7. Verify the real stack before you record, not while

make preflight grades eight gates on the actual model: env, latency (cold and warm split), JSON contract, reasoning quality on a precedent-rich case and a novel one, reflection, the Spine clamp, the app serving, the assets. Every fail points at a written contingency. A previous project died integrating on the last night. This one ran its dress rehearsal on day one of the endgame, and the "novel case" gate caught what matters most: the model saying "no close precedent" honestly instead of inventing one.

8. Honesty is a feature you can ship, even when the numbers are bad

I checked the simulator against real FDM failure prints from a Modal ingestion run. The first pass read 34.2%. The cause was the data, not the model: the parser only looked at G-code headers, so 178 of 260 rows had fan speed defaulting to zero. After cleaning that — parse M106 across the whole file, final temps, real retraction — the score settled at 32.6% on 178 prints: correct on every clean success, blind to the moderate failures. That gap is structural, not a knob to turn, and forcing a prettier number would have broken the part that works. So the constants stayed, the reason got written down, and the fix got named. Calibration is also a data check. One unparsed field had quietly flipped the read on a third of the set. The same rule that keeps the model from grading itself kept me from grading the simulator on bad data. Build the system so the honest answer is also the impressive one.

9. Tooling debt compounds faster on a deadline

Mid-endgame I adopted uv (locked env), reorganized a flat 20-file root into core/ and scripts/, and found that the .env file had never actually been loaded by anything. None of it was the fun work. All of it was cheaper than discovering it during the recording. Maintenance is the work.

10. Distribution is part of the build

The fine-tune produced four GGUFs, but a GGUF on a Modal volume isn't a shippable artifact — it's a binary blob with no chat template, no system prompt, and no way for a stranger to try it. So I added the missing half of the pipeline: the same Modal app that quantizes the model also uploads it to HF Hub alongside template, system, and params files so ollama run hf.co/… works out of the box, and a per-variant ollama pull → ollama cp → ollama push step gets the same blobs listed on ollama.com/kylebrodeur for the one-liner case (ollama run kylebrodeur/microfactory-node-v3-qat).
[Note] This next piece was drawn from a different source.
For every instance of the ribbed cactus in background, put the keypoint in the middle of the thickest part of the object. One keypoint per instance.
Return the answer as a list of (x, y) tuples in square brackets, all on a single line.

One adapter, three derived artifacts (q4_k_m, q4_0, original LoRA), two registries, both with model cards that link to each other. The QAT model got a q4_0 variant because that's the quant it was trained for — highest fidelity for the QAT base — and the --as-name flag I added to the upload step keeps the two quants from overwriting each other on the Hub. Seven gotchas got written down on the way (HF tokens with whitespace, nohup & losing cwd, Ollama keys living in your home not the daemon's, ollama push refusing any prefix that isn't <username>/, etc.) so the next adapter is a ten-minute job, not a half-day. Done means someone you've never met can pull and run it in one line. Build the publishing in.

11. Capture interest without overpromising

To capture interest without pretending the product is finished, I added a simple email signup at the bottom of the Space. It is opt-in only: checkbox + email, clear privacy note, stored as a local JSONL and optionally synced to a private HF dataset when HF_TOKEN is set. No print data, no uploaded files, no third-party trackers. The same pattern as the field log, but for people instead of jobs.